So you have had a great idea floating around in your mind for a couple of months, possibly years. This idea, if executed properly, could mean a successful business, run by YOU!
Imagine being your own boss! It sounds incredible, and if you execute everything properly, there is no reason why it shouldn’t be!
Common business mistakes
First, a word of warning, starting your own business takes patience and perseverance. It’s easy to fall into a number of traps that will immediately put both you and your business under pressure! Let’s look at the steps you need to make success of your business.
- Proper market research and in-depth planning
Before sinking any of your own capital or that of an investor into your business venture you need to ensure that you have done enough planning as well as market research.
You might think you have the greatest business idea, but it might not be viable at all and ultimately doomed to failure.
You need to establish the following:
- Is there a customer base for your product or service?
- Will they continue to use your product or service for an extended period?
- Who are your competitors?
- What product or service do they provide to your potential customer base?
- How similar is it to your product or service?
This is just the tip of the iceberg! There are many other types of questions that you can try and find the answers to while doing market research.
- Proper financial planning
Whether your business will sink or swim is dependent on excellent financial planning.
Your business will in all likelihood fail if you struggle with the following:
- Insufficient capital.
- No backup plan when things go wrong financially.
- Stubbornness on your part in seeking financial advice or help when financial problems arise.
Drawing up a business plan is essential. It can easily be adapted as your business increases in size. Do not neglect to draw up a contingency plan as well. This will provide options should unexpected problems arise. These problems will be beyond your control and will affect your cash flow and ultimately your business.
- Setting the bar too high
Of course you want to have a successful business and make money. It is important however, to set realistic forecasts and projections in terms of profitability. Precise forecasting is often linked to proper market research which we discussed earlier.
This will help to ensure that you do not go overboard with staff recruitment, buy far too much stock or overspend on premises rental.
Another pitfall to look out for is diversifying too quickly. If your business is successful from the beginning you should plan any expansion or diversification properly. Often, keeping to your core business idea is the best, at least until you have built up a fair amount of reserve capital.
- Know what your competition is doing
Your competition is your biggest threat in business! It is very important that even during the start-up phase of your business, you continue to monitor your competition, which can be in the form of another business or product.
To find your competitors:
- Monitor advertising and press reports.
- Visit exhibitions/trade fairs.
- Conduct internet research for similar products.
- Source the correct suppliers
Your business will rely on various suppliers who provide either a product or service essential to the day to day running of your business.
Consider the following when searching for suppliers:
- Price of the product/service.
- Value for money.
- Quality of the product/service.
- Reliability of the supplier.
Insist on a formal contract when entering any agreement with a supplier.

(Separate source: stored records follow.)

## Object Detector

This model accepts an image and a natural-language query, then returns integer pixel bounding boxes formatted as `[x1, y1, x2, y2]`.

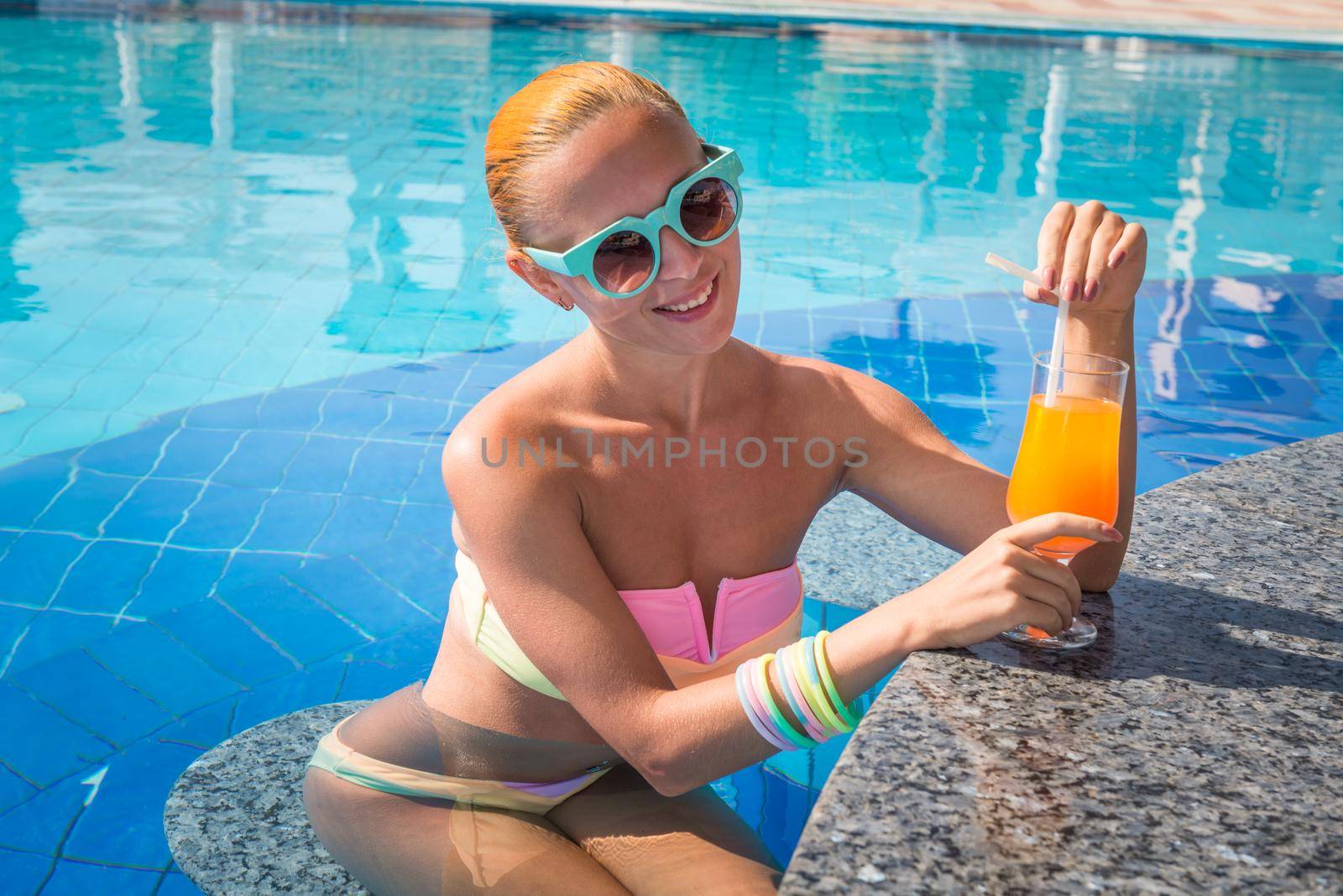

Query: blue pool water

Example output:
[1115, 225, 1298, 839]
[0, 0, 1343, 893]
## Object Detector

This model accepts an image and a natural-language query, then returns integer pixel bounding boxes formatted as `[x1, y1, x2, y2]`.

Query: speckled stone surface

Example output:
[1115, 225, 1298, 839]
[781, 436, 1343, 893]
[164, 701, 379, 896]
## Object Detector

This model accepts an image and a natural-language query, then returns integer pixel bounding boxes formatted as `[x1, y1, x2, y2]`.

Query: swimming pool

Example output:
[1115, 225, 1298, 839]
[0, 2, 1343, 893]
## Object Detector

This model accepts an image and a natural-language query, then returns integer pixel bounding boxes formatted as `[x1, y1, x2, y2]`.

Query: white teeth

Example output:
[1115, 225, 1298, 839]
[658, 280, 713, 311]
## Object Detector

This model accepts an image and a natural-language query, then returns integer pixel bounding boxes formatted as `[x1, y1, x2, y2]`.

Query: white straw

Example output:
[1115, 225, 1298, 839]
[985, 253, 1052, 291]
[1045, 298, 1072, 408]
[985, 253, 1069, 408]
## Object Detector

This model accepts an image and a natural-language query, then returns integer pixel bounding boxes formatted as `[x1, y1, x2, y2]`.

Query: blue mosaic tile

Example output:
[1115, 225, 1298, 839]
[374, 396, 450, 439]
[9, 650, 170, 746]
[154, 600, 295, 685]
[79, 423, 177, 477]
[42, 860, 159, 896]
[405, 458, 452, 513]
[62, 739, 200, 867]
[186, 396, 260, 430]
[0, 849, 51, 893]
[246, 491, 336, 551]
[55, 542, 159, 613]
[86, 625, 238, 716]
[284, 433, 364, 493]
[257, 389, 327, 432]
[103, 479, 201, 544]
[345, 441, 425, 499]
[220, 581, 368, 664]
[313, 495, 398, 554]
[224, 657, 345, 734]
[154, 699, 238, 753]
[285, 557, 432, 637]
[0, 770, 89, 856]
[34, 470, 134, 538]
[172, 486, 267, 549]
[213, 430, 304, 488]
[0, 764, 38, 820]
[125, 547, 228, 618]
[154, 428, 239, 479]
[0, 533, 87, 607]
[316, 392, 391, 436]
[8, 610, 114, 674]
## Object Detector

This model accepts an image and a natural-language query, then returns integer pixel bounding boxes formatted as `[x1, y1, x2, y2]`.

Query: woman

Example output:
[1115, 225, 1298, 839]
[305, 63, 1146, 893]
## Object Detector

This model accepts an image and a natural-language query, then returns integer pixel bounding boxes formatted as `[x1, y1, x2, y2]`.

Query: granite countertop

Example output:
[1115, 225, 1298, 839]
[781, 435, 1343, 893]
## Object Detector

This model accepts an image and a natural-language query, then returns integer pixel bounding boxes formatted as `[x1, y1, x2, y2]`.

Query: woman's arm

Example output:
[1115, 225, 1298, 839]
[443, 421, 1110, 795]
[841, 202, 1147, 591]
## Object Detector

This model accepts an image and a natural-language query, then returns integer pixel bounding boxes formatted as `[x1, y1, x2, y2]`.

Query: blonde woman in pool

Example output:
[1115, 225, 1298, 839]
[305, 63, 1146, 894]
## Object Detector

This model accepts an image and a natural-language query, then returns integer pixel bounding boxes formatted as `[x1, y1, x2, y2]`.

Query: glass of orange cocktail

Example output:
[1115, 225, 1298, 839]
[1001, 352, 1128, 650]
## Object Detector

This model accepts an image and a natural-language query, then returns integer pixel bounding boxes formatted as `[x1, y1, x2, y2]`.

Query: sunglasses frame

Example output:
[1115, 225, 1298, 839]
[522, 143, 743, 300]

- Customer credit arrangements
If you are offering your customers credit on purchased goods, it is imperative that you perform a number of important checks before entering any agreement. Taking note of the following steps can help to ensure that your customers pay their bills on time.
- Perform credit checks on any customers wanting credit.
- Use a credit agency to run other checks including bank references, trade references and online credit ratings.
- Carefully explain credit terms to customers.
- Offer discounts for early payment as an encouragement.
- Have a legal option available if customers do not pay in the prescribed time.
- Effective control of stock
Always ensure that you have enough stock by:
- Knowing the least amount of stock necessary for your business to operate effectively. Order in stock when this level is reached.
- Carry out stock audits on a regular basis.
- Effective recruitment of staff
Staff are an investment for your business and although it might be tempting to hire someone to handle every specific job, as a start-up business this is not always possible.
As the owner, you will often take up the slack and perform a number of jobs. As the business grows, you can consider increasing your staff contingent but consider the following:
- Full-time or part-time employees?
- Can you make use of temporary staff?
- Can you use a freelancer for a once of job?
Starting a new business is both exhilarating and terrifying at the same time! Thorough planning beforehand will go a long way in making your business the success that you want it to be.